N-Cyclopropyltryptamine

Clinical data
- Other names: NcPT
- Drug class: Monoamine oxidase inhibitor (MAOI)
- ATC code: None;

Identifiers
- IUPAC name N-[2-(1H-indol-3-yl)ethyl]cyclopropanamine;
- PubChem CID: 41421;
- ChemSpider: 37794;

Chemical and physical data
- Formula: C_{13}H_{16}N_{2}
- Molar mass: 200.285 g·mol^{−1}
- 3D model (JSmol): Interactive image;
- SMILES C1CC1NCCC2=CNC3=CC=CC=C32;
- InChI InChI=1S/C13H16N2/c1-2-4-13-12(3-1)10(9-15-13)7-8-14-11-5-6-11/h1-4,9,11,14-15H,5-8H2; Key:VYIORSRXNBGASE-UHFFFAOYSA-N;

= N-Cyclopropyltryptamine =

N-Cyclopropyltryptamine (NcPT) is a monoamine oxidase inhibitor (MAOI) of the tryptamine family related to N-methyltryptamine (NMT).
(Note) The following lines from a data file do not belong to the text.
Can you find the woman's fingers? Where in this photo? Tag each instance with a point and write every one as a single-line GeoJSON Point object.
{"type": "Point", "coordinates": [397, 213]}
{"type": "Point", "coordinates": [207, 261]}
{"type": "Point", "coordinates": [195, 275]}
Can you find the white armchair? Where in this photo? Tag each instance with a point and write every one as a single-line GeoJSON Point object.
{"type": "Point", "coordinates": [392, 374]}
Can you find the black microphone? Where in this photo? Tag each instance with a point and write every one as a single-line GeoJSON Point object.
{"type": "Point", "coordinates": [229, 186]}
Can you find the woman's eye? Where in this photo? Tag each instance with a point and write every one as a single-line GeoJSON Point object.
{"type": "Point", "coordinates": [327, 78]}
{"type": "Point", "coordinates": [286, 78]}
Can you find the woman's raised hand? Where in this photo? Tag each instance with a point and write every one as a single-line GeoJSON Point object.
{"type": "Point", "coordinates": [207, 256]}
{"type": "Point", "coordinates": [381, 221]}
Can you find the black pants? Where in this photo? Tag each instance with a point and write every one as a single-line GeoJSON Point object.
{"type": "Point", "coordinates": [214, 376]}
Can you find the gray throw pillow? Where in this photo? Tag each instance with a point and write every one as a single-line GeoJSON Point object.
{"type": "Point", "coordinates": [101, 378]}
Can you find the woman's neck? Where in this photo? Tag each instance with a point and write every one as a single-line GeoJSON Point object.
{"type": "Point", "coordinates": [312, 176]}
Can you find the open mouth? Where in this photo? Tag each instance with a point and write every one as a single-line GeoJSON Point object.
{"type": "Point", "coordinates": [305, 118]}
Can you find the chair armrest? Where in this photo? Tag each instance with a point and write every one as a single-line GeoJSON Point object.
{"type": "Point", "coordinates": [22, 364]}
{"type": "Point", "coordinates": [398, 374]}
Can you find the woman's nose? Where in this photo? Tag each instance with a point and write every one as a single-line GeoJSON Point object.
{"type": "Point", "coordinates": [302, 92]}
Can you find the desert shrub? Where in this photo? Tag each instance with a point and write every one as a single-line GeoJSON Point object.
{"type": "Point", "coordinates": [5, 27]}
It is a potent MAOI, with greater activity than pargyline (56–67% inhibition at 100 nM versus 41% inhibition at 100 nM, respectively). The drug markedly potentiates the behavioral effects of 5-hydroxytryptophan (5-HTP) in rodents. In addition, it produces tremors, hypolocomotion, motor incoordination, and vasodilation in rodents. NcPT has also been reported to have antihyperglycemic activity. The drug has not been assessed in terms of psychedelic-related behavioral effects.

The chemical synthesis of NcPT has been described. Some notable derivatives of NcPT include 5-MeO-NcPT, 7-MeO-NcPT, 5,6-DiMeO-NcPT, and 6,7-DiMeO-NcPT, which showed MAOI activity similarly to NcPT. Some other derivatives include the psychedelic designer drugs N-methyl-N-cyclopropyltryptamine (McPT), 4-HO-McPT, and 4-AcO-McPT.

NcPT was first described in the scientific literature by 1975.